最仁は、そんな妖しい視線には気づかぬかのように、袖に付いたゴマ粒のような草の実を払い、身を翻(ひるがえ)した。
「男」
甲高い声が、沢の水を凍らせた。
「ぬしは、この体を見て何も感じぬのか。美しいとは思わぬのか」
「たいそう美しい。吉祥天様もさぞや、と思わせる美しさじゃよ」
最仁は半身にした体で答えた。
「そうであろう。ならば、
さっ、遠慮はいらぬ。近こう寄りゃれ。
わらわの肌に触りゃれ」
沢を凍らせた女の目に暖かいものが生まれ、鼻が少しばかり上の方を向いた。
「見目形(みめかたち)は、確かに美しい。
じゃがな、娘よ。拙僧が見るのは、
もっぱら中味じゃ。
そなたがかように見目形が美しいのは、前世の行いがよかったからか、まさに天の恵みとかであろう。

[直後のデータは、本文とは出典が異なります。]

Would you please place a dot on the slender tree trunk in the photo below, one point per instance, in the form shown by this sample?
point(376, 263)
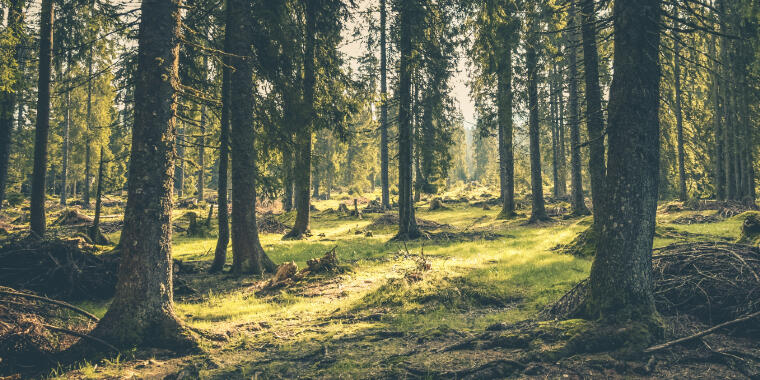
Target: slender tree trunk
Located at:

その仏の心、天からのありがたい授かり物、ゆめゆめ悪の道、他人をたぶらかしたり、愚弄するために用いてはならぬ・・・・・・。
見目形は、美しい。
しかし、そなたは病んでおる。そういう意味では醜いと言えなくもない」
沢の水をぬるませた空気に、黄色い靄がかかった。
「わらわが病持ちと言うのか。醜いと申すのか・・・・・・」
空気の色が濃さを増し、急激に赤みを帯びていく。
「・・・・・ううっ、
醜いと申すのか。この体のどこが醜いのか。この肌、この胸、この脚のどこが病んでいると言うのじゃ」
炭火から取り出されたばかりの火箸ような思いを引き連れた言葉が、
既に背を向けた最仁を突き刺す。